Chinese roads will come to rely on the mixing of high proportions of motorcycles and other small EVs to overcome the congestion
One of the many interesting trends evident at Auto China in Beijing last week was the ongoing development of vehicles offering dual modes of transport – cars containing another transportation device of some sort. China is facing all the same pollution and congestion problems as the rest of the world, but on a much greater scale. For Chinese consumers it seems that having a primary vehicle contain a smaller electric “Transportation Appliance” offers a more comprehensive transportation solution.
The transportation gap
As car ownership grows rapidly in China, India, Russia, South America and Asia in general, congestion grows too and parking in city centers becomes prohibitively expensive. Getting from A to B often involves mixing transportation modes, and a car will increasingly only get you part of the way to your destination in many countries in the world – particularly in China where the number of electric two-wheelers on the street is already overwhelming, and the mainstay of China’s personal transportation spectrum.
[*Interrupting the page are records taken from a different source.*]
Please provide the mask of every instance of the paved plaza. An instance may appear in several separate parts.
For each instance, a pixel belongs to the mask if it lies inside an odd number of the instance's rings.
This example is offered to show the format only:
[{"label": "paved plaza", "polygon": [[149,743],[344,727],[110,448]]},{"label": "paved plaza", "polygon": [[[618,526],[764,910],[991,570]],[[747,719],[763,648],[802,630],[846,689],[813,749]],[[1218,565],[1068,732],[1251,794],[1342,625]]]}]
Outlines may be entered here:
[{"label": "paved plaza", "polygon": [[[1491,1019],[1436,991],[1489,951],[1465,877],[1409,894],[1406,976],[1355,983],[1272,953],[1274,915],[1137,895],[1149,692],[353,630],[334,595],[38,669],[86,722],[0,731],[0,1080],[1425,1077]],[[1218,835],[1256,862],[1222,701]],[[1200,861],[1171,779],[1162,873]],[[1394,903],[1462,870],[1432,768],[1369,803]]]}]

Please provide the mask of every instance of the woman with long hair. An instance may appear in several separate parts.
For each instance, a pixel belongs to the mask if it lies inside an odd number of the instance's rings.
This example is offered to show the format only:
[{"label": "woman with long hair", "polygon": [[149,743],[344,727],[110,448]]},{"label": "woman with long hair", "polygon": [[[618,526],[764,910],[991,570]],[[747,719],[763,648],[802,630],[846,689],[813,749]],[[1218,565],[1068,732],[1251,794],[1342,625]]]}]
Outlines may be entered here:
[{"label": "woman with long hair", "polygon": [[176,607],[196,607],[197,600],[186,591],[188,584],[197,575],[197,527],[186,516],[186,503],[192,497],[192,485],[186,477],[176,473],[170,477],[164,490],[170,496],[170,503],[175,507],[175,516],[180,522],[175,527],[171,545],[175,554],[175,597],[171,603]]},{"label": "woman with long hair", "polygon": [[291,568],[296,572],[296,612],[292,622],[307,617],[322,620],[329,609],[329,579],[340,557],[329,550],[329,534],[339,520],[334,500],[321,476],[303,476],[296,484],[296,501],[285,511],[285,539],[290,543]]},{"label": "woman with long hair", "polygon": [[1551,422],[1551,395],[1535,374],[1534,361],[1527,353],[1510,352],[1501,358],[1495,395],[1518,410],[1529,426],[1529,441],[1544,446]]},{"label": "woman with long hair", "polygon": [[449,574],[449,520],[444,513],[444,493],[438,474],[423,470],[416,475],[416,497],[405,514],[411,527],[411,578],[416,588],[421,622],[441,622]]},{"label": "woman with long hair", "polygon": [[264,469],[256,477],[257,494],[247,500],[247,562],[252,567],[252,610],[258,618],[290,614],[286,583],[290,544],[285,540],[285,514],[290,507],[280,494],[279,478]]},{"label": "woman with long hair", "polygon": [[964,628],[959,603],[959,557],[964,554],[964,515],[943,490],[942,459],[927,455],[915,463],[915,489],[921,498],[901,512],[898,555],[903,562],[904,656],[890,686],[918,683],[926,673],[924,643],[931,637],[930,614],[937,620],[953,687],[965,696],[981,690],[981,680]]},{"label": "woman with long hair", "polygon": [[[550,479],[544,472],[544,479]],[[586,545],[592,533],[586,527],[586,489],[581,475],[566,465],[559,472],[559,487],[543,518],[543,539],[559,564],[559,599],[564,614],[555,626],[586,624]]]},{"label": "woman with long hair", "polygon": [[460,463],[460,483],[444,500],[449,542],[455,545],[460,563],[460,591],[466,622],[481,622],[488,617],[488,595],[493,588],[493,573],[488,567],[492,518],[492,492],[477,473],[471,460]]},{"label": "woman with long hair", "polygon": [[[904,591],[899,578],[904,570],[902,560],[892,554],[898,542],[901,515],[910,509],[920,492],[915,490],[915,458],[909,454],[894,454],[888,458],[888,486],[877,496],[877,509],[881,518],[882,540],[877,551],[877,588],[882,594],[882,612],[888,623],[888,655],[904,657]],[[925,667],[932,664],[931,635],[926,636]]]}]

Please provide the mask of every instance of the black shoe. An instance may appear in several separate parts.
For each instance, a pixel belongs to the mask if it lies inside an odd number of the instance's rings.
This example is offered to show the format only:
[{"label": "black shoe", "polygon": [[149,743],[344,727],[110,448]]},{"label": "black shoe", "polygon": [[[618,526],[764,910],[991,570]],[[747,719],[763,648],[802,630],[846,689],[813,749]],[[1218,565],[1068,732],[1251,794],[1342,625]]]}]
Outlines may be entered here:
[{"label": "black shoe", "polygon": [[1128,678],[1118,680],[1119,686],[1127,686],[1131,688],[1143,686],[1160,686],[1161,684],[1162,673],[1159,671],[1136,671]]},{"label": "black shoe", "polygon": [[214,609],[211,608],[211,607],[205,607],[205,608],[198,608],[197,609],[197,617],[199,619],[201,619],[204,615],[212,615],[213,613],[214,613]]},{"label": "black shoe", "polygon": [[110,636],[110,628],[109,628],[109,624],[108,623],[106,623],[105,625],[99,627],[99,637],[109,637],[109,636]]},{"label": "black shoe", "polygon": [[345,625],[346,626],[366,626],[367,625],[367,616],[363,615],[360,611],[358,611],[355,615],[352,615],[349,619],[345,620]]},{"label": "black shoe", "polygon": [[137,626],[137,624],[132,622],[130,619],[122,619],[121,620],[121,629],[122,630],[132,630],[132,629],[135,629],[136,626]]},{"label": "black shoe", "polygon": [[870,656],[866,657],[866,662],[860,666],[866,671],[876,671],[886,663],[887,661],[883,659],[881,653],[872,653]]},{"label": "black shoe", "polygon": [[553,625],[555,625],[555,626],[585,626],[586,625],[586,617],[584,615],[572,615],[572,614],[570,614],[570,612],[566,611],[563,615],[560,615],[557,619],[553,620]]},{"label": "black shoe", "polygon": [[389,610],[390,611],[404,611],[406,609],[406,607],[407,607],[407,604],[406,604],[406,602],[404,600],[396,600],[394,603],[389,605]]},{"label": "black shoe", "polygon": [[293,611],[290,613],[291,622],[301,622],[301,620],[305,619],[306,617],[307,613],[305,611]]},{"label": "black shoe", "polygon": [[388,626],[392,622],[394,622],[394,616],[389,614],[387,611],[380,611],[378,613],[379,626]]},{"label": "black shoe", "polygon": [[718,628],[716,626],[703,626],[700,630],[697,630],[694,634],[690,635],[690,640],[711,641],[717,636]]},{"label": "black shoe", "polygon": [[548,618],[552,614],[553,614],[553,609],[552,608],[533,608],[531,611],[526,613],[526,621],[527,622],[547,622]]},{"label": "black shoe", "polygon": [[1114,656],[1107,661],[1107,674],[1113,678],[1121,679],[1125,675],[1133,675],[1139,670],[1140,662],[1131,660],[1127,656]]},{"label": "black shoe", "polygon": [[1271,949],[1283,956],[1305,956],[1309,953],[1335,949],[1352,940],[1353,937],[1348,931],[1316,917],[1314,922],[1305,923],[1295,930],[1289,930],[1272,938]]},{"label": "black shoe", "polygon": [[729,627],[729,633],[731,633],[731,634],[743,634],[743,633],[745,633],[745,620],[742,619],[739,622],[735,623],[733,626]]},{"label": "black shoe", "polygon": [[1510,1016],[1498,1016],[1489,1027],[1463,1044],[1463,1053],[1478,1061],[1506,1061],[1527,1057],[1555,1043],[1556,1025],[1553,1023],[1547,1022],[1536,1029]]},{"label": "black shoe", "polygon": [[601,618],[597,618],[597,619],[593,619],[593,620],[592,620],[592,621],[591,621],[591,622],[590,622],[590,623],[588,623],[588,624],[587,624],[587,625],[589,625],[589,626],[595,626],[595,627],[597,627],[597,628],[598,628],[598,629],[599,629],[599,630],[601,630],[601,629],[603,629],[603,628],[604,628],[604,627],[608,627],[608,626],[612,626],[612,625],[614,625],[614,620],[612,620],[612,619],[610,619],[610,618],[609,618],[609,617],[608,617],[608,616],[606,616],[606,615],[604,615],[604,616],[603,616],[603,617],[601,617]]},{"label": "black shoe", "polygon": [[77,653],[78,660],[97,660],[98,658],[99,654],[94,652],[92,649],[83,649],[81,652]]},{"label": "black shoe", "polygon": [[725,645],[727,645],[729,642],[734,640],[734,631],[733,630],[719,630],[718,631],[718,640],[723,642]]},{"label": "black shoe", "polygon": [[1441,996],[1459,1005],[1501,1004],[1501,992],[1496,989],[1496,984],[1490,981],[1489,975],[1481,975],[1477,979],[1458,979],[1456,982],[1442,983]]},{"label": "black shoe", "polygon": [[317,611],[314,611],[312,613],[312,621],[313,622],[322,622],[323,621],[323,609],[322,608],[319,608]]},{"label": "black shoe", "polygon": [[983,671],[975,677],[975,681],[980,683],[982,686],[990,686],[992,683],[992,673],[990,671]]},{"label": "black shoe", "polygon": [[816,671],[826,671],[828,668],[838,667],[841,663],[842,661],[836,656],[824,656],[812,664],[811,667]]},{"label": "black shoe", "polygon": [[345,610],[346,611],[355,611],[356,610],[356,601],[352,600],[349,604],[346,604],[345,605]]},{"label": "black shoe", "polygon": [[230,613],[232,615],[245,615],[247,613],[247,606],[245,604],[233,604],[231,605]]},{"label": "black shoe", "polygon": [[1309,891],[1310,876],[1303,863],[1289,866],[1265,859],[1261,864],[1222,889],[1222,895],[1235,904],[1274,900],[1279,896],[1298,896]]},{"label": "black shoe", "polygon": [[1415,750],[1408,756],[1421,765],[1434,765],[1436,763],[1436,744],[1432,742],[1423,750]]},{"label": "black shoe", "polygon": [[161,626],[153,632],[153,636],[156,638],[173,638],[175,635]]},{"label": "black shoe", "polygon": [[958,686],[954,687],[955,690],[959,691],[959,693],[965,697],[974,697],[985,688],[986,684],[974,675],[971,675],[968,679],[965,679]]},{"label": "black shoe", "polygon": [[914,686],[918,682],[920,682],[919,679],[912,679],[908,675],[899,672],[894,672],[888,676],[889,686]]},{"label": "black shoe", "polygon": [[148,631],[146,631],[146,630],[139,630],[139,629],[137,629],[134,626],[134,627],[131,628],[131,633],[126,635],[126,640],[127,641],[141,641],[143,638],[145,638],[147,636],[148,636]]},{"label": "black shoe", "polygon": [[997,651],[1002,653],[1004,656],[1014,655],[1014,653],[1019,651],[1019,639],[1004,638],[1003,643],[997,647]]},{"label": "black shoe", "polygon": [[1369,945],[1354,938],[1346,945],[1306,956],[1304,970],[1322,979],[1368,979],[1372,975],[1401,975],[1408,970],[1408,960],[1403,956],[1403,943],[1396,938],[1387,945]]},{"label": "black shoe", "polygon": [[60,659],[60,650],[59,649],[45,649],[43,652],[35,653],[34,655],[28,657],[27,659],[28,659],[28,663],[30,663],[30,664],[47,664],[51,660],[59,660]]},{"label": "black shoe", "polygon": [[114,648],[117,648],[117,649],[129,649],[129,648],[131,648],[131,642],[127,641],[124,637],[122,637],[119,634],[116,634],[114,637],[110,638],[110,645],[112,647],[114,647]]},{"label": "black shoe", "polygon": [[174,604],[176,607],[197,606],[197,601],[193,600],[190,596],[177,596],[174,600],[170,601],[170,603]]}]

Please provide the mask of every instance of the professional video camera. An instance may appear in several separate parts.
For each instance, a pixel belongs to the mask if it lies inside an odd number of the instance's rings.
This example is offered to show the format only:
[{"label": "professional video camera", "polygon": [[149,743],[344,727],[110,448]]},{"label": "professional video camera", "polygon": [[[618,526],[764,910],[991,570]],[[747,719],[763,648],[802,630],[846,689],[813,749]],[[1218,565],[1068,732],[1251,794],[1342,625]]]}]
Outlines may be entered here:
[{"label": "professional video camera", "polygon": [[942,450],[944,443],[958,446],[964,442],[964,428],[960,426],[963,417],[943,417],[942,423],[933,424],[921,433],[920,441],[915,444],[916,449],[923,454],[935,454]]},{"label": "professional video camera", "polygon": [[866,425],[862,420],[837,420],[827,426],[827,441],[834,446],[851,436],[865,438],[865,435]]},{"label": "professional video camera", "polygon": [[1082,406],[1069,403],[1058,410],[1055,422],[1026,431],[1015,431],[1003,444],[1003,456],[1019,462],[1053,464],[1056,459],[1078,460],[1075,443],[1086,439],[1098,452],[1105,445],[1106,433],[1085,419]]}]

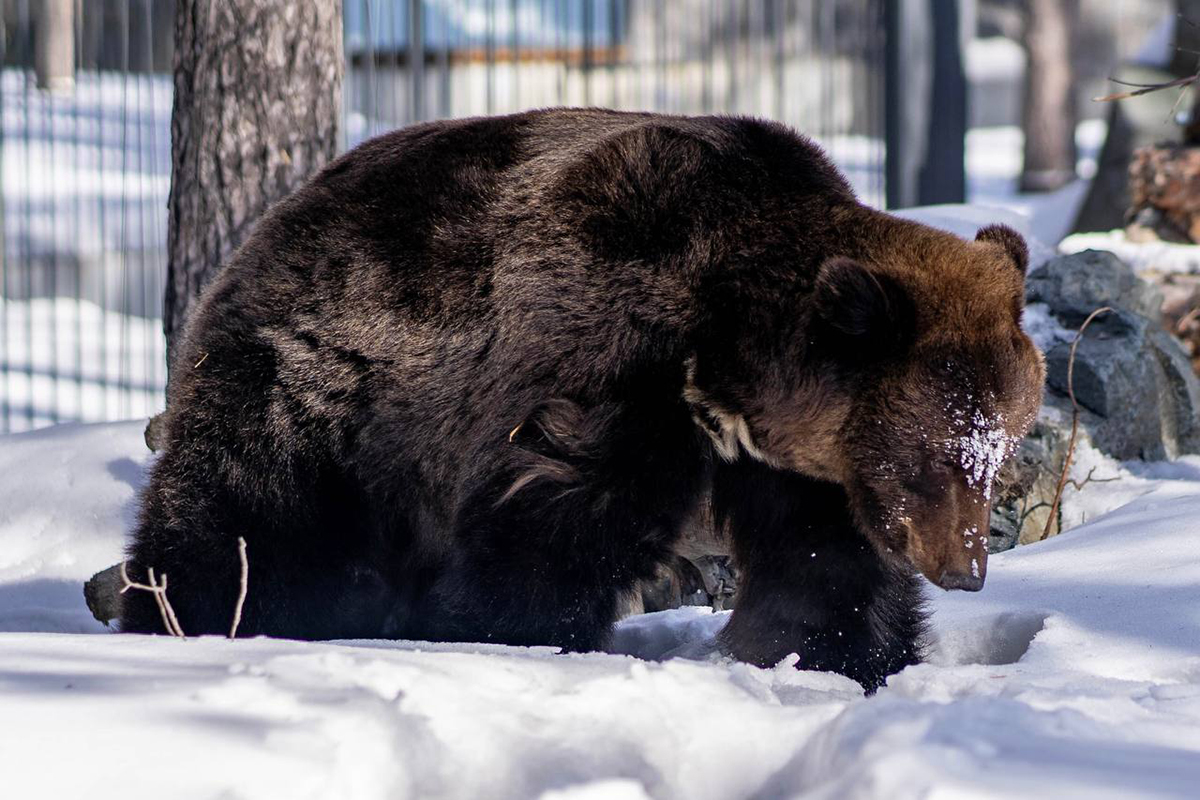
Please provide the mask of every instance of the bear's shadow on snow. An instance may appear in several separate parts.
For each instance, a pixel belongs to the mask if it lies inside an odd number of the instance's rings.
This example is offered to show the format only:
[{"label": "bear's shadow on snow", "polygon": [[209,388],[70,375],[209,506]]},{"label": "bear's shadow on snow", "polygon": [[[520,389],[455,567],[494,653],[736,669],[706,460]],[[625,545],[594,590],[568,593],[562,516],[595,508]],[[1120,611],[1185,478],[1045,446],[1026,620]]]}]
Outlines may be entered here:
[{"label": "bear's shadow on snow", "polygon": [[146,469],[128,456],[114,458],[104,465],[108,474],[128,484],[134,492],[140,492],[146,482]]},{"label": "bear's shadow on snow", "polygon": [[61,647],[44,650],[36,642],[6,642],[4,657],[10,666],[0,670],[0,694],[41,693],[62,698],[68,690],[80,696],[144,697],[151,683],[157,691],[228,676],[227,665],[155,659],[144,646],[130,652],[106,652],[85,645],[65,652]]},{"label": "bear's shadow on snow", "polygon": [[128,456],[114,458],[104,465],[104,468],[118,481],[133,489],[133,497],[121,504],[121,522],[125,530],[132,531],[137,524],[138,507],[142,496],[142,487],[146,484],[148,467],[139,464]]},{"label": "bear's shadow on snow", "polygon": [[0,585],[0,632],[103,633],[79,581],[32,578]]}]

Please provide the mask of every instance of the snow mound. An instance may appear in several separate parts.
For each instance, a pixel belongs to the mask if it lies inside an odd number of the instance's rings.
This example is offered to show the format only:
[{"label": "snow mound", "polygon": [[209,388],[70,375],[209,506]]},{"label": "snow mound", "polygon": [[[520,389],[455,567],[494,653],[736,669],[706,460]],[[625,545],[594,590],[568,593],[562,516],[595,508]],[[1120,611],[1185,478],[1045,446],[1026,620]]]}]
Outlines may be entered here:
[{"label": "snow mound", "polygon": [[1143,272],[1200,275],[1200,247],[1176,242],[1132,242],[1125,231],[1105,233],[1076,233],[1063,239],[1058,249],[1063,253],[1084,250],[1107,250],[1139,274]]},{"label": "snow mound", "polygon": [[[1200,459],[1118,464],[1088,523],[930,590],[926,663],[875,697],[722,657],[728,614],[610,653],[81,635],[120,558],[144,423],[0,437],[0,773],[14,796],[1193,797]],[[1099,475],[1097,475],[1099,477]],[[253,591],[253,587],[251,587]]]}]

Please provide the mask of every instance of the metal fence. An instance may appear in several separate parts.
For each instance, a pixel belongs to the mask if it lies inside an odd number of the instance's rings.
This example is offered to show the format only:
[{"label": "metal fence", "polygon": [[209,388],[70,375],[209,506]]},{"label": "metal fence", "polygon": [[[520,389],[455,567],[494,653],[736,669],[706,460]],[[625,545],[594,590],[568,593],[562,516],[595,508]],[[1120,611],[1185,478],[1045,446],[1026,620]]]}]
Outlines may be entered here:
[{"label": "metal fence", "polygon": [[[753,114],[879,203],[885,2],[345,0],[345,145],[551,105]],[[173,9],[0,0],[0,431],[162,406]]]}]

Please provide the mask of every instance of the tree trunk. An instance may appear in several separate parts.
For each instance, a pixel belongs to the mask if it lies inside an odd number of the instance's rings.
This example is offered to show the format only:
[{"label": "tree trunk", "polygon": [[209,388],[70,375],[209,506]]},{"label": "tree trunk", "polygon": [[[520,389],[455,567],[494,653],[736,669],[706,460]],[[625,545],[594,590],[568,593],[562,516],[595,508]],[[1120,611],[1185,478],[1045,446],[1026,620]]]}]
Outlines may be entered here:
[{"label": "tree trunk", "polygon": [[1029,0],[1025,29],[1025,166],[1022,191],[1051,191],[1075,178],[1075,81],[1071,30],[1078,0]]},{"label": "tree trunk", "polygon": [[[163,328],[337,149],[341,0],[179,0]],[[168,373],[169,374],[169,373]]]}]

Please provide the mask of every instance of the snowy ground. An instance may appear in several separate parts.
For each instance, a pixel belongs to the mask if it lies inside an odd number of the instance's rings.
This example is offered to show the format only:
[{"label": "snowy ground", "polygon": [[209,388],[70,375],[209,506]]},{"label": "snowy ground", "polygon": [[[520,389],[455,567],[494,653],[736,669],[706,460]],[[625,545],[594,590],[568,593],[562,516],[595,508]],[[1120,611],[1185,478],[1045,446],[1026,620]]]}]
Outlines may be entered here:
[{"label": "snowy ground", "polygon": [[1200,247],[1163,241],[1134,242],[1121,229],[1076,233],[1064,239],[1059,249],[1064,253],[1108,250],[1138,273],[1200,275]]},{"label": "snowy ground", "polygon": [[[1195,797],[1200,459],[1120,465],[1091,520],[933,597],[929,663],[870,699],[635,617],[614,654],[109,635],[142,423],[0,438],[0,775],[14,797]],[[1110,513],[1104,513],[1114,506]],[[253,587],[251,587],[253,591]],[[97,635],[98,634],[98,635]],[[670,652],[693,658],[656,660]],[[165,794],[164,794],[165,792]]]}]

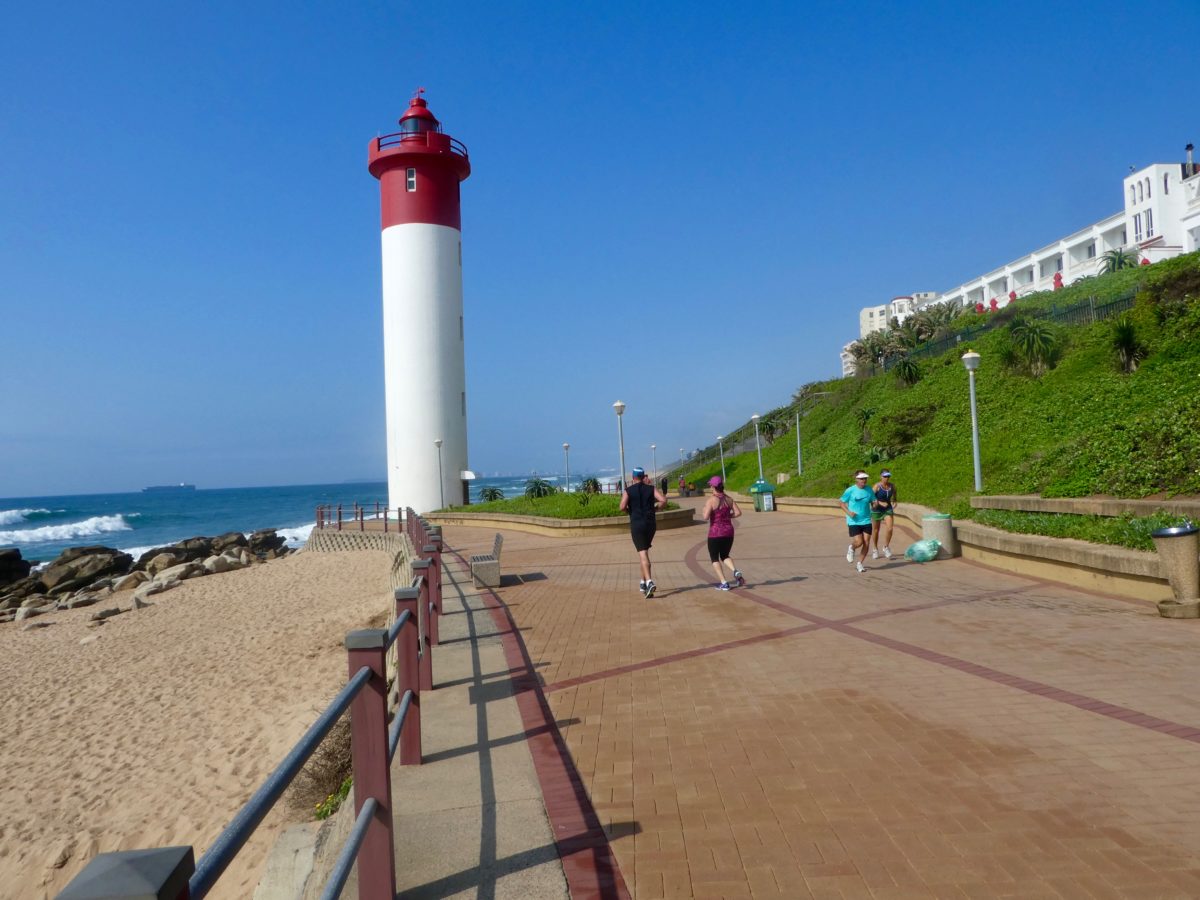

Consider this! In 2009 Chinese consumers purchased 13.6 million cars to become the world’s largest automobile market. China had a national carpark of electric two-wheelers of 120 million in 2010 and electric scooters have been available for only the last seven or eight years, indicating sales averaging at least 15 million a year during that period.
That means the electric scooter has been the most prolific form of motorized personal transport in China by a fair margin for several years. It’s hence not hard to see why Chinese manufacturers might be wanting to create a bridge between two and four-wheeled transport. Because two-wheeled transport is more popular than four-wheeled right now, two-wheelers are cheaper to run and buy, and they’re a perfect adjunct to a car, or for want of an apt comparison, the “Mothership.”
A larger vehicle, particularly an electric vehicle or hybrid electric vehicle with large capacity battery, can ensure your miniature EV is charged and ready to go when called upon.
China will have 150 million electric bikes on the road by 2015. Interestingly, the numbers suggest that electric bike sales in China are on the wane – the forecasts add 30 million e-bikes over the five years from 2010 to 2015.
I think this grossly underestimates the numbers of electric two-wheelers currently being sold.